Compilation and execution strategies for efficient and explainable evaluation of recursive graph queries
Project
Compilation and execution strategies for efficient and explainable evaluation of recursive graph queries
Principal Investigator
George Fletcher
Eindhoven University of Technology (TU/e), Department of Mathematics & Computer Science
Oracle Fellowship Recipient
Xuming Meng
Oracle Principal Investigator
Hassan Chafi, Vice President, Research and Advanced Development
Sungpack Hong, Vice President, Oracle Labs
Summary
Analytics on massive graphs continues to grow in importance in both academic and industrial application domains. A fundamental analytic task on graph data is to evaluate queries exhibiting recursive patterns.
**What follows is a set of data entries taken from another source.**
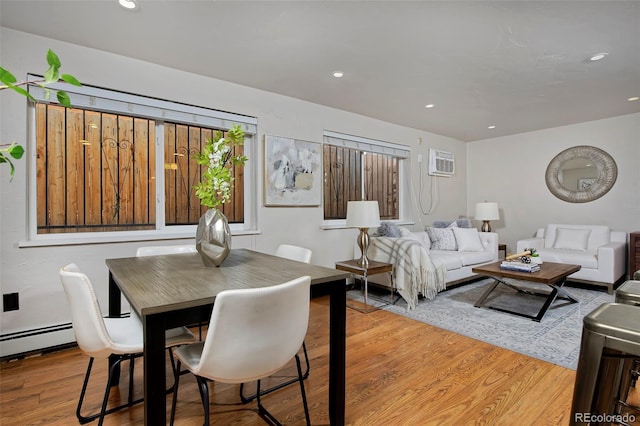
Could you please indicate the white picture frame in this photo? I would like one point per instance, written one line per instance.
(293, 172)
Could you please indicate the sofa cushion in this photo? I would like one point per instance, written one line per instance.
(442, 238)
(572, 239)
(448, 259)
(586, 259)
(460, 223)
(599, 236)
(421, 237)
(468, 239)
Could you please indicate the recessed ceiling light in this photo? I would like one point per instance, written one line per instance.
(598, 56)
(128, 4)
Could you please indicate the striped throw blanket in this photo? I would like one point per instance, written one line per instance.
(414, 272)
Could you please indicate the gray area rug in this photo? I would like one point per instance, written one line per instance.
(556, 338)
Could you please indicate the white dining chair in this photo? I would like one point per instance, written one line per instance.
(253, 333)
(101, 338)
(299, 254)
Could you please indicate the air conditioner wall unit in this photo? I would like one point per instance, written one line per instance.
(441, 163)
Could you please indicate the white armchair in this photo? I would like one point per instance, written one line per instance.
(599, 251)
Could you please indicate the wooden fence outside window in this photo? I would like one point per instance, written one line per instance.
(96, 172)
(344, 172)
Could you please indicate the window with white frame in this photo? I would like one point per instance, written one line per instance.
(119, 162)
(357, 168)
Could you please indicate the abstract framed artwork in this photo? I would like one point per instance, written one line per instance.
(293, 172)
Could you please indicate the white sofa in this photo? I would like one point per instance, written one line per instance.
(599, 251)
(456, 263)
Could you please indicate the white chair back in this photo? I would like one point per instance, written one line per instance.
(158, 250)
(88, 325)
(300, 254)
(254, 332)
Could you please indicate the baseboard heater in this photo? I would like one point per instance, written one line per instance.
(36, 341)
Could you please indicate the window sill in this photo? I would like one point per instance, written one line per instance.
(121, 237)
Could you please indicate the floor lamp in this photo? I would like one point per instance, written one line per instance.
(363, 215)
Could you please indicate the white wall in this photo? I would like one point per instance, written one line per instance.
(511, 171)
(33, 272)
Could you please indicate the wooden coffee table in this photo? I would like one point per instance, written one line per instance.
(551, 274)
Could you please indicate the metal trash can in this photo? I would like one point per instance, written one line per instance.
(610, 334)
(629, 293)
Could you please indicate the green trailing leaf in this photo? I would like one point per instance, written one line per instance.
(22, 92)
(51, 76)
(16, 151)
(63, 98)
(6, 77)
(53, 60)
(217, 180)
(68, 78)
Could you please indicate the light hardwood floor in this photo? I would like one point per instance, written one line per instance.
(399, 372)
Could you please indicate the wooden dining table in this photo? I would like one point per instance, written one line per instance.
(178, 289)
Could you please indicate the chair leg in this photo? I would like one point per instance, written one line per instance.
(81, 418)
(249, 398)
(267, 416)
(112, 372)
(302, 391)
(204, 396)
(176, 382)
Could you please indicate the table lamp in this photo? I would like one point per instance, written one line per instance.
(485, 212)
(363, 215)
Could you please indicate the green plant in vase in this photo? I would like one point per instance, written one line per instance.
(216, 182)
(213, 236)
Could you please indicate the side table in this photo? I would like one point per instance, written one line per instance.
(373, 268)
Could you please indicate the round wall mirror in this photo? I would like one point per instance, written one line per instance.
(581, 174)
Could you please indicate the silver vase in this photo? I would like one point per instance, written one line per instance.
(213, 237)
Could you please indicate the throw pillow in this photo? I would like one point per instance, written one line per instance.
(571, 239)
(460, 223)
(468, 239)
(388, 229)
(442, 238)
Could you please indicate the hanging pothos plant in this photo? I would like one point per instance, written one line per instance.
(52, 75)
(216, 182)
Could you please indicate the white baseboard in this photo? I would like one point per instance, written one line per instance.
(34, 340)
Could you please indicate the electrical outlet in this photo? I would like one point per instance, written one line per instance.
(10, 302)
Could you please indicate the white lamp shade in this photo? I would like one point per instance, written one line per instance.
(487, 211)
(363, 214)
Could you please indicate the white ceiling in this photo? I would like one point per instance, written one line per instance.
(518, 65)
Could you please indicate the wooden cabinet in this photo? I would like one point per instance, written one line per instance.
(634, 253)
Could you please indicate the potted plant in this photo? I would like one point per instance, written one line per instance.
(213, 236)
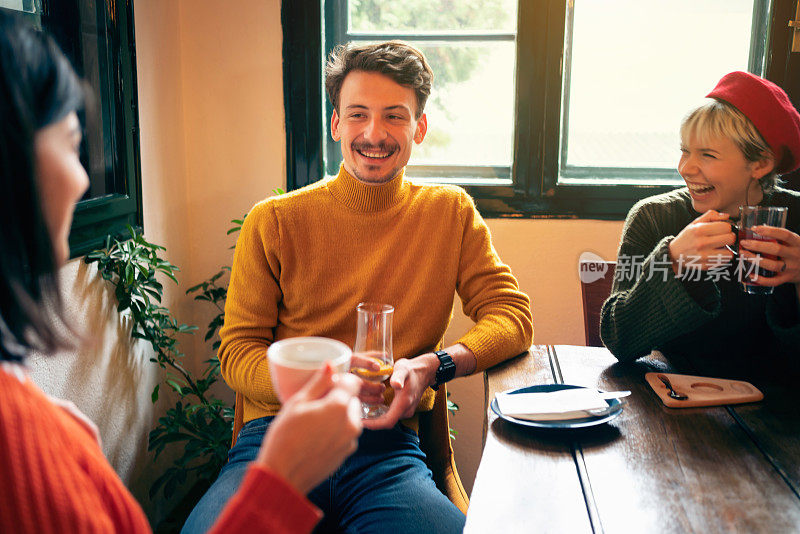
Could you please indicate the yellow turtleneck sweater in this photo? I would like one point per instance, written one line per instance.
(305, 259)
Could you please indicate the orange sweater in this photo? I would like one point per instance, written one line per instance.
(305, 259)
(55, 478)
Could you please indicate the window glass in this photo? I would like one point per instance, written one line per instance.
(471, 107)
(432, 15)
(636, 67)
(26, 6)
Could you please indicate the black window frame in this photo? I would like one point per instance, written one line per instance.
(534, 190)
(110, 214)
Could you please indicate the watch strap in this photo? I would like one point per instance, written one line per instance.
(446, 370)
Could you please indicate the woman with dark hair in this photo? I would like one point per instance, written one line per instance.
(53, 472)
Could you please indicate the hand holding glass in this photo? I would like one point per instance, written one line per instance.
(372, 353)
(754, 216)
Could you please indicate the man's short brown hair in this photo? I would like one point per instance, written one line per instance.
(399, 61)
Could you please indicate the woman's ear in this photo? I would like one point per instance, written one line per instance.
(762, 167)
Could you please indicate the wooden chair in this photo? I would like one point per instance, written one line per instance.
(594, 294)
(434, 437)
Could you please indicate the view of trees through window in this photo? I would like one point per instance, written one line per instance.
(632, 70)
(470, 45)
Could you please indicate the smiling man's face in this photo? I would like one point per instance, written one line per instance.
(376, 125)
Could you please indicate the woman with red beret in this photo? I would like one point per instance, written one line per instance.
(733, 150)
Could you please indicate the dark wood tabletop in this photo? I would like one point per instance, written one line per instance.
(652, 469)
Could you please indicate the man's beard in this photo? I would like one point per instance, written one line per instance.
(388, 148)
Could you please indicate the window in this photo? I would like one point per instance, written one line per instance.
(556, 108)
(97, 37)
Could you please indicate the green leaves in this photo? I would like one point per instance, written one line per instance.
(199, 422)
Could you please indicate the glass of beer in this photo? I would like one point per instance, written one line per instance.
(754, 216)
(372, 353)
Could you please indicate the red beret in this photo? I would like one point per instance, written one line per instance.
(769, 109)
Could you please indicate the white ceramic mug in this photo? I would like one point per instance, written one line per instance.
(294, 360)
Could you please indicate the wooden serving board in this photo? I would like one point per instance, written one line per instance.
(703, 391)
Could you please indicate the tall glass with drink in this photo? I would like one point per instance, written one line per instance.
(751, 216)
(372, 353)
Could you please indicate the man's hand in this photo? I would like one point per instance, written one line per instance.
(410, 379)
(370, 392)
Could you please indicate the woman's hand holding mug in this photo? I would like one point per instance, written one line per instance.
(703, 243)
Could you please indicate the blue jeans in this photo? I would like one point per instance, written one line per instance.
(383, 487)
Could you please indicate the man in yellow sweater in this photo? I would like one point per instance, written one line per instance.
(305, 259)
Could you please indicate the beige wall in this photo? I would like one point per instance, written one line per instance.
(213, 144)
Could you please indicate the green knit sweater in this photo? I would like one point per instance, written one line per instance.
(714, 324)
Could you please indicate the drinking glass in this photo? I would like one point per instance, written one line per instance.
(372, 352)
(293, 361)
(754, 216)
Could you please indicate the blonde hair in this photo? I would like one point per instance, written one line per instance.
(720, 119)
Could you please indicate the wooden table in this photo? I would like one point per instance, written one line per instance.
(652, 469)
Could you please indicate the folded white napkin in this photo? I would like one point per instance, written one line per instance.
(554, 405)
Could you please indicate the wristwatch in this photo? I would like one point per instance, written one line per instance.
(446, 370)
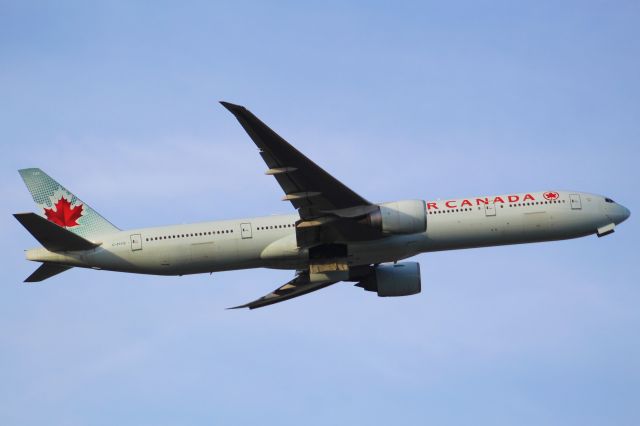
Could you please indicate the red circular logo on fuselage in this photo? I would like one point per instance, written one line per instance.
(551, 195)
For example, in a bibliographical knowledge graph, a data analyst might be interested in finding all pairs of authors in the same co-authorship network, or, for each such pair, finding the shortest co-authorship paths which connect them. These common query patterns, which are supported in Oracle PGX’s PGQL language, are recursive in the sense that their evaluation requires apriori unbounded navigation along the connectivity structure of the underlying graph data set. Unfortunately, graph analytics technologies have difficulty answering these common queries as graphs continue to grow in size.
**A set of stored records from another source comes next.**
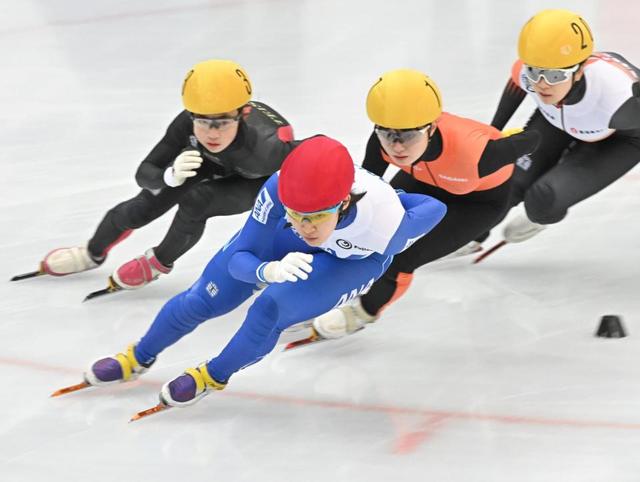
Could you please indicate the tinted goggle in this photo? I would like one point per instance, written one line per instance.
(551, 76)
(403, 136)
(315, 217)
(220, 123)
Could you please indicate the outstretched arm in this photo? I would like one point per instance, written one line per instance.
(422, 214)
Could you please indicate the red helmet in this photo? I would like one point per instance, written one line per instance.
(316, 175)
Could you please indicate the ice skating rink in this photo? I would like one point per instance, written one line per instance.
(486, 373)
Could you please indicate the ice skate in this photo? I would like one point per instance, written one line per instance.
(122, 367)
(520, 229)
(64, 261)
(343, 321)
(140, 271)
(517, 230)
(188, 388)
(335, 324)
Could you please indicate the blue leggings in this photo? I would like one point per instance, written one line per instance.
(332, 282)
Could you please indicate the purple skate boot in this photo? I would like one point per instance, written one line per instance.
(123, 367)
(189, 387)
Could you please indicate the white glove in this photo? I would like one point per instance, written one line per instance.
(292, 267)
(184, 166)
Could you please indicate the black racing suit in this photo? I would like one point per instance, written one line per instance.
(564, 170)
(226, 183)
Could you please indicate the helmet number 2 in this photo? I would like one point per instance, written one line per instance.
(247, 85)
(578, 30)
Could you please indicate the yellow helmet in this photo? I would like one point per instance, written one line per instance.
(555, 39)
(215, 87)
(404, 99)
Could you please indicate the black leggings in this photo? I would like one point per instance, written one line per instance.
(197, 201)
(563, 171)
(467, 217)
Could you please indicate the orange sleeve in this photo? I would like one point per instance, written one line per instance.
(515, 72)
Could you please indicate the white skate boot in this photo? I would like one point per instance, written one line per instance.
(342, 321)
(64, 261)
(520, 229)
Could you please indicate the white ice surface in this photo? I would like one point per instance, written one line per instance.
(481, 373)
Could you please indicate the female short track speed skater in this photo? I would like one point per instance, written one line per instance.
(588, 116)
(212, 161)
(463, 163)
(320, 232)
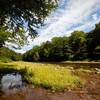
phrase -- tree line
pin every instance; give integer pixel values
(78, 46)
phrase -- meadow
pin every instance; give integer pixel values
(49, 76)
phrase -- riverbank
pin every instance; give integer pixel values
(49, 76)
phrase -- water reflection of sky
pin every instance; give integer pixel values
(11, 81)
In this project, we aim to research and develop fundamental solutions to directly address this situation in the state of the art of graph analytics engines, which is a serious limiting factor in their practical deployment. In particular, we will advance the field by investigating (1) efficient solutions for evaluation of recursive graph queries which select vertices in graphs (e.g., the pairs of authors in our example above); (2) the design and engineering of effective algorithms and data structures for evaluating recursive graph queries which select paths in graphs (e.g., the shortest co-authorship paths in our example above); (3) benchmark tooling to support the principled engineering and experimental study of recursive graph query processing solutions; and, (4) effective solutions for helping data analysts to understand the execution behavior and the output of sophisticated recursive graph queries.
The project will also lead to algorithms and data structures which can be used by the Oracle graph-processing group to enhance the systems they are currently developing. By integrating the developed solutions, the Oracle product group will be able to demonstrate to customers the effectiveness of the new approaches and to efficiently compute analysis results which were previously impractical to obtain.